For Prim, these manifested themselves in me heaving her off me, and tossing her clean over the back of the couch, in a single action. For the guy with the camera, they took the form of me surging to my feet, instantly detumescent, and lurching, snarling, after him. Fortunately for him, my legs weren’t working too well. He had a further lucky break when Prim rose like a dragon from behind the upholstery and went for me, in an entirely different way from before. She didn’t delay me for long, only for the amount of time it took me to clip her on the chin and knock her on her arse again. . You’re shocked that Oz hit a woman? You can’t believe that Oz hit Primavera? Well, get over it!. . but it was crucial.

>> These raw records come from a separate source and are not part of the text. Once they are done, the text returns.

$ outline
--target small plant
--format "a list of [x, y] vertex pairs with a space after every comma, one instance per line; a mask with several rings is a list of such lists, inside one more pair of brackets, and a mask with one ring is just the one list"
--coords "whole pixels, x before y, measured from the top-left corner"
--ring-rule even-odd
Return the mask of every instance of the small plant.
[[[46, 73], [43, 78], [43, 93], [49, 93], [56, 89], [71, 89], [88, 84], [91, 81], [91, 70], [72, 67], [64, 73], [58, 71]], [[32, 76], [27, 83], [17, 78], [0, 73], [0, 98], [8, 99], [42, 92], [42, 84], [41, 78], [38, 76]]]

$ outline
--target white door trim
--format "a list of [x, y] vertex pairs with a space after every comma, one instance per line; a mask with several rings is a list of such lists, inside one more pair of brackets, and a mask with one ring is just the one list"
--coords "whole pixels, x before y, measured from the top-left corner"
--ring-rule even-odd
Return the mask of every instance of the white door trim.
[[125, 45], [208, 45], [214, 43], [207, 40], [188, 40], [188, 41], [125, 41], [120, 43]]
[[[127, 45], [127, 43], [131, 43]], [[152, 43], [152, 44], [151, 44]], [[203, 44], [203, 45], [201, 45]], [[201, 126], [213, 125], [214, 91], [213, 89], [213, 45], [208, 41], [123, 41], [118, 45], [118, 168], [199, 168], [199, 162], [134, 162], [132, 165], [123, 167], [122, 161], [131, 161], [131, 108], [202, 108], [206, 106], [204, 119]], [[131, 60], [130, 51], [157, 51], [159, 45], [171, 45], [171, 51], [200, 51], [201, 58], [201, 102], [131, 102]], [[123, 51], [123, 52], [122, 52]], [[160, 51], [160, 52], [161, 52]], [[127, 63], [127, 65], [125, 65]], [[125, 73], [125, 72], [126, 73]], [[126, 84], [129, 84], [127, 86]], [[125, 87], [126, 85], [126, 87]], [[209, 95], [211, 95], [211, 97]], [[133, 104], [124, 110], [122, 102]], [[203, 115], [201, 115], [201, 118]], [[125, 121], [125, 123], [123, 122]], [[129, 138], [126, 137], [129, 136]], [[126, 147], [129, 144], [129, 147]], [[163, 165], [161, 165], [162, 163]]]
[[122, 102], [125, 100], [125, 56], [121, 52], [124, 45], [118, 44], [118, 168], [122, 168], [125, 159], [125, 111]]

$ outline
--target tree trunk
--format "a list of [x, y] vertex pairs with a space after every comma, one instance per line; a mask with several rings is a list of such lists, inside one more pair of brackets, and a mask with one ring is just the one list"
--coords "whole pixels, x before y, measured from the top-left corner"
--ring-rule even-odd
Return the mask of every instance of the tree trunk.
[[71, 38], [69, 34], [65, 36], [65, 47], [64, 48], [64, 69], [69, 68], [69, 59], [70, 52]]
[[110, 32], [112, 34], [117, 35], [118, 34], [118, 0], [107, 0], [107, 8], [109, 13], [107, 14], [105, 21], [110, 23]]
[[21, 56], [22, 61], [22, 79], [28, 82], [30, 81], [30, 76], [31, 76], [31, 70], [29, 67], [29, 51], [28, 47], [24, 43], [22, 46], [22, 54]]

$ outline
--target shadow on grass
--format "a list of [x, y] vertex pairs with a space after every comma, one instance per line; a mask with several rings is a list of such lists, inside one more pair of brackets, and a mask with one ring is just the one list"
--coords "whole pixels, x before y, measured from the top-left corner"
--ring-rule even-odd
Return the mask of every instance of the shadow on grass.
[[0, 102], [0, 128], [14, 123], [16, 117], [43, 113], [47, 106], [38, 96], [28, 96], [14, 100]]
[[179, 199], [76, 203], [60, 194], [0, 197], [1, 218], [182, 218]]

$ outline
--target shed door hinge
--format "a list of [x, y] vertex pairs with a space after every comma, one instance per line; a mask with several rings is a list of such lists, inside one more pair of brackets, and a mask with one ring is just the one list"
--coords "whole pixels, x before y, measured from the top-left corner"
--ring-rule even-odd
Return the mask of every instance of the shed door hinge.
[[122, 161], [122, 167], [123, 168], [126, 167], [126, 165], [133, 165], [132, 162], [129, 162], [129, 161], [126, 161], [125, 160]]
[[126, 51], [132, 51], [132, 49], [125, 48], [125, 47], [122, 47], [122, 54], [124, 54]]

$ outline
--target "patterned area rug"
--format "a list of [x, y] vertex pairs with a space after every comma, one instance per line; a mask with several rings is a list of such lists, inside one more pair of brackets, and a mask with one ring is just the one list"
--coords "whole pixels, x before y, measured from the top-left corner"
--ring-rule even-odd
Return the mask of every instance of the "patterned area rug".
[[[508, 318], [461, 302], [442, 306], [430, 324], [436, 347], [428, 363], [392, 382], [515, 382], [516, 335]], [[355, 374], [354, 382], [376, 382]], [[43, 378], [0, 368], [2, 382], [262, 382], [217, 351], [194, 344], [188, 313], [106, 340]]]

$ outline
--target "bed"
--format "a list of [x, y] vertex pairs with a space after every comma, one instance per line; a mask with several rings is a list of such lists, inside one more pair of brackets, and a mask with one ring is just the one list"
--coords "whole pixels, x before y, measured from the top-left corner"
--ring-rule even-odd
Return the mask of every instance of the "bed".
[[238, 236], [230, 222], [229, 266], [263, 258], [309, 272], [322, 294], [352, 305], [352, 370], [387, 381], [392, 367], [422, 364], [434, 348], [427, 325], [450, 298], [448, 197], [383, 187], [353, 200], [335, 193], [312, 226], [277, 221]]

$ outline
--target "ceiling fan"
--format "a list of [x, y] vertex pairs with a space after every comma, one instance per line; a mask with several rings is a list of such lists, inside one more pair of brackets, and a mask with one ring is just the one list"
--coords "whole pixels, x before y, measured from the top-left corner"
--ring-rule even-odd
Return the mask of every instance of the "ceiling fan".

By the time I reached the door it was open, and he was through it, and heading for the nearest escape route, in this case an open lift door. Nothing was holding me back, though: I was going to catch the bastard, I was going to tear him into the smallest pieces I could manage, and then I was going to eat them. I set off after him; I thought I was sprinting, but I think I was really doing a slow-motion jog through candyfloss.

Life’s small coincidences can make so much difference. By sheer chance, as I passed the nearest elevator, it opened and Liam Matthews stepped out, with Erin behind him. He took one look, and grabbed hold of me. ‘What the hell are you doing?’ he asked, not unreasonably.

I struggled against him, pointing along the hallway: ‘I’m going to kill that bastard,’ I shouted. ‘The fucker with the camera.’ Liam glanced over his shoulder, just in time to see the man. . He was wearing shades and a tan jacket, but he was clean-shaven. Isn’t it funny how tiny details stick in your mind?. . disappear into the lift.

‘Not in that state you’re not, Oz,’ he said, then he slapped a half-nelson on me, wrestled me back to my room, and forced me inside. Someone else might have had trouble doing that, but not him. ‘Liam,’ I pleaded, almost coherently, ‘you’ve got to get him. Don’t let him leave the hotel.’

‘I won’t,’ he promised. ‘At least I’ll try. Now you get control of yourself, and cover that monster up.’ He slammed the door in my face.

Prim was still on the floor when I went back into the living area. She was groggy, but I picked her up, slung her over my shoulder and staggered off towards her room, grabbing the discarded sarong as I went. The door was open; even in my confused state I remembered that it had been closed earlier, and guessed that she had hidden her partner there.

As I threw her on to the bed I was still dazed from whatever it was that had happened to me. It must still have been working on me, for part of me. . the part with a forked tail and horns … wanted her again.

Thankfully, the side of me with the white gown, the wings and the halo won the internal battle. It was pretty close, but he just nicked it on a split points decision.

I dragged her across to the big wardrobe, slung open the door and used her slinky garment to lash her wrists to the hanging rail. She didn’t like it, but she had the sense not to resist. Okay, it might not have been a very angelic thing to do, but I hope you’ll agree that, all things considered, it was understandable.